Narodni Dom, Polidori: «Presenza di un Presidente sloveno alla Foiba è l’elemento trainante»

Pubblichiamo dal vice-sindaco Paolo Polidori

In ossequio ai principî fondanti della Lega, che consistono nella ricerca della pacifica convivenza tra i popoli, nel rispetto delle loro identità e tradizioni, si inseriscono i dibattiti e le critiche, sia dall’Italia che dalla Slovenia, relativamente al trasferimento dell’ex Hotel Balkan, ovvero del Narodni Dom, da parte dello Stato Italiano, alle associazioni slovene, dove tende sempre più a prevalere il significato del cerimoniale, laddove i relativi Capi di Stato Mattarella e Pahor, renderanno omaggio rispettivamente alla Foiba di Basovizza, ed al cippo dei fucilati del Tigr.
 
Vorrei dapprima entrare nella questione simbolica, prima di giungere alle conclusioni di valenza storica della vicenda, perché anch’essa tende ad assumere connotati importanti ed imprescindibili.
 
Per brevità non mi dilungherò sulle cause della cessione del Narodni, della cui narrazione storica sulla più o meno presunta ferocia fascista ci sono molte perplessità, ma dove si sa che la narrazione stessa è sempre monopolio di chi vince; ma tant’è, il significato precipuo è e deve essere essenzialmente la riconciliazione, ancorché ancora non ci fosse, tra le comunità italiane e slovene, che nell’Impero Asburgico, lungimirante e compatibilmente con i tempi, federalista, aveva registrato la secolare pacifica convivenza tra le popolazioni della Venezia Giulia, fin quando gli opposti nazionalismi di fine ‘800 non cominciarono a minarne le fondamenta, portando poi a due devastanti guerre mondiali ed alle mai troppo note tragedie delle nostre terre.
 
Non è quindi tanto importante il fatto che l’edificio venga in sostanza pagato due volte dall’Italia (la prima lo è stata con il teatro sloveno), ma il meno venale e ben più alto significato simbolico della riconciliazione; ed in tale contesto, la presenza di un Presidente sloveno alla Foiba di Basovizza è l’elemento trainante, dirimente e caratterizzante l’intera storica giornata, è un tributo di giustizia alle tante morti, alle deportazioni, all’Esodo degli Istriani, finalmente riconosciuto dallo Stato che ha raccolto ed ora asperso l’eredità della Jugoslavia di Tito. Vale la pena quindi in questo contesto il trasferimento del Narodni Dom alle comunità slovene? Io ne sono convinto, la Lega ne è convinta, nel rispetto reciproco di due comunità che ritornano a tutti gli effetti alla civiltà di asburgica e secolare memoria.
 
Va però evidenziata nell’intera vicenda, una nota stonata: il passaggio ai fucilati del Tigr: rendere omaggio a chi si macchiò di efferati crimini, dall’omicidio di persone innocenti (compresi sloveni), agli attentati con le bombe, agli incendi di asili, con lo scopo di togliere la Venezia Giulia all’Italia per farla entrare nei confini dell’allora Regno dei Serbi, Sloveni e Croati, ebbene, questo è un maldestro inciampo delle diplomazie, ottenuto come bilanciamento alle difficoltà interne e nazionaliste di Pahor, ma da relegare e derubricare a semplice cortesia istituzionale, come ben dice il Presidente del FVG Fedriga.

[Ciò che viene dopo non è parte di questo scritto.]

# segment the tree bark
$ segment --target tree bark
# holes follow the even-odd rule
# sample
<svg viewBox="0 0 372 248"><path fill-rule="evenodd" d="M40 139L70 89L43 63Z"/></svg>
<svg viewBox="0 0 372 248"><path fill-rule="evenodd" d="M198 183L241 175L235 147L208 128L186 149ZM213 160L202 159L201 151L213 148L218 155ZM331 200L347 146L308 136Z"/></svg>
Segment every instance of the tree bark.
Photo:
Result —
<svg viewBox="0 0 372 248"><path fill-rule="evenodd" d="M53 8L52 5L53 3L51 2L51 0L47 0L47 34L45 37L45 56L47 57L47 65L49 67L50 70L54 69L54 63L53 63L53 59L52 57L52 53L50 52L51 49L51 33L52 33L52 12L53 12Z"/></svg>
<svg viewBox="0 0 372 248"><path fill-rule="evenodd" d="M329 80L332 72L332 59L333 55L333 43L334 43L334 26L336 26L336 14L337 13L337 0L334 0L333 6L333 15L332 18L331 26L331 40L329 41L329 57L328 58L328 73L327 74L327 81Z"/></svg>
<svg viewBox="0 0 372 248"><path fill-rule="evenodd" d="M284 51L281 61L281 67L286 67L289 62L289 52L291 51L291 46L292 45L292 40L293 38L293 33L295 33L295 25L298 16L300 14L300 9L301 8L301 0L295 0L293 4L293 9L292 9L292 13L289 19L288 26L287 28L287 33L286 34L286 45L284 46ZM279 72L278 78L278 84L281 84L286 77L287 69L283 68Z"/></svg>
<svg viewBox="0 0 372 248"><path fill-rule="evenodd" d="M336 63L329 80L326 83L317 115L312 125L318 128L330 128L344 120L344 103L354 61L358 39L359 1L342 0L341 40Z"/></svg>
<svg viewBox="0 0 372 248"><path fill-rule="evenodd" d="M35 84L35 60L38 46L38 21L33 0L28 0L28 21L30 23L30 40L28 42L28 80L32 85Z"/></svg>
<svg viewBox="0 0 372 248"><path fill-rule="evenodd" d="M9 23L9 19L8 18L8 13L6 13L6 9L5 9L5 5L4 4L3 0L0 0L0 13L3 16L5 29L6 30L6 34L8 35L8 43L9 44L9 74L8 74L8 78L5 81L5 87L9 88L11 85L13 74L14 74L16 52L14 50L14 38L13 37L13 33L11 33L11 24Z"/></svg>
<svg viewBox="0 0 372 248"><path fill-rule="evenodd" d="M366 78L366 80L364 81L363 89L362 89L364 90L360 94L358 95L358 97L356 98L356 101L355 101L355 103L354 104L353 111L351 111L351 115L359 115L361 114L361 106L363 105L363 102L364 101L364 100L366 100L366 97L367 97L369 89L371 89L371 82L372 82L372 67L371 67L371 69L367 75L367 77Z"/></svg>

Poco male: la memoria del 13 luglio sarà e resterà comunque solo per l’omaggio storico di un Presidente sloveno alla Foiba di Basovizza, in aggiunta, mi si permetta, a quella del 12 giugno, diventata da quest’anno solenne festività cittadina, per celebrare la liberazione di Trieste dall’occupazione jugoslava del ‘45.